When you take your dog for a walk, you might expect to see some squirrels, maybe a bunny, but an alligator typically stays off one’s radar. However, this Idaho dog walker stumbled across something that caught them totally off guard: an alligator.
On Thursday, the unnamed dog-walker was strolling through New Plymouth, located along the state’s border with Oregon. During the walk, they “spotted something moving the brush,” according to the Idaho Department of Fish and Game.
Upon closer inspection, they discovered it wasn’t a rabbit or a squirrel, but a small, nearly four-foot-long gator. Stunned, the dog walker picked up the reptile, put it into a nearby horse trailer, and called Fish and Game. The agency picked up the creature the following day.
In Idaho, it is illegal to possess an alligator without proper permits. Oddly enough, per the agency, the species is not found in the state.
The creatures are rarely found outside the southeastern US, well over 1,500 miles from New Plymouth, Idaho.
Currently, officials are still unclear about how the reptile ended up in the northwestern state, but they are investigating the case.
“In all likelihood, this alligator got loose from someone, and we are interested in finding the owner,” Regional Conservation Officer Matt O’Connell said in a statement.
According to reports, adult alligators can grow to be about eight to 11 feet long on average. The larger reptiles tend to be found on the east and Gulf coasts, as far north as North Carolina and as far west as eastern Texas. According to Louisiana Wildlife and Fisheries, Florida and Louisiana have the country’s two highest alligator populations, with over a million living in each state.
Florida golfer captures wild moment alligator ambushes another of its kind
Recently, Florida resident Travis Akers got the surprise of a lifetime after he saw an alligator go after an egret. At the time, he was at a golf course working on his swing. He later posted the footage to Twitter on Oct. 19.

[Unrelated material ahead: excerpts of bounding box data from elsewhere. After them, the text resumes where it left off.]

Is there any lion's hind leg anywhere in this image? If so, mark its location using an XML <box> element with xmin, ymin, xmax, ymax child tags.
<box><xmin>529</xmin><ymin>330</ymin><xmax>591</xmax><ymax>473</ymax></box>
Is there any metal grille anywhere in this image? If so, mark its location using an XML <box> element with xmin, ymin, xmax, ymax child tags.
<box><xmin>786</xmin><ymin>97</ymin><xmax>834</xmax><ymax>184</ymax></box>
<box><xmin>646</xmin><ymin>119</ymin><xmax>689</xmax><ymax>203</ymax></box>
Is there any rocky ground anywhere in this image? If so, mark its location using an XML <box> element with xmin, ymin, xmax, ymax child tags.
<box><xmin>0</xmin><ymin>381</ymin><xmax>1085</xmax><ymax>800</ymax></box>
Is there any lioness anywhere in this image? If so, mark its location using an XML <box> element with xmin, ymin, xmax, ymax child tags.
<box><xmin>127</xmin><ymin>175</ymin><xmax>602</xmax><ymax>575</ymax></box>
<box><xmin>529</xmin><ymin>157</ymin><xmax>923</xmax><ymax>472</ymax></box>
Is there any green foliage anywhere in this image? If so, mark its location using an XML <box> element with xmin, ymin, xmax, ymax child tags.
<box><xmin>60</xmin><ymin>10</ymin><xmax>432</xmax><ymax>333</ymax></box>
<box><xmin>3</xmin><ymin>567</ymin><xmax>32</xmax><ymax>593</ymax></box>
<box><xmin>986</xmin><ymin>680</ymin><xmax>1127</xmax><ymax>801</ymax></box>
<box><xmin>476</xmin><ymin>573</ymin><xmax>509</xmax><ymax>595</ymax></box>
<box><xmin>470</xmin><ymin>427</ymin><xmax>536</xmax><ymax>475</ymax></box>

In the clip, viewers can see an alligator creep up behind a great egret, thinking it’s about to have a snack. Meanwhile, the egret walks around slowly, not paying much attention to what’s happening behind it. Then, the unthinkable happens.
In the blink of an eye, a much larger alligator barrels out of the bushes and ambushes the first alligator right as it’s about to feast on the bird. The dominant alligator holds the other thrashing gator in midair for a few seconds before carrying it into the water.
Unlike some, the creatures are known to be cannibalistic. Usually, elder gators will chomp on younger ones. However, eating another gator is more likely a show of territoriality and dominance rather than a predatory reaction.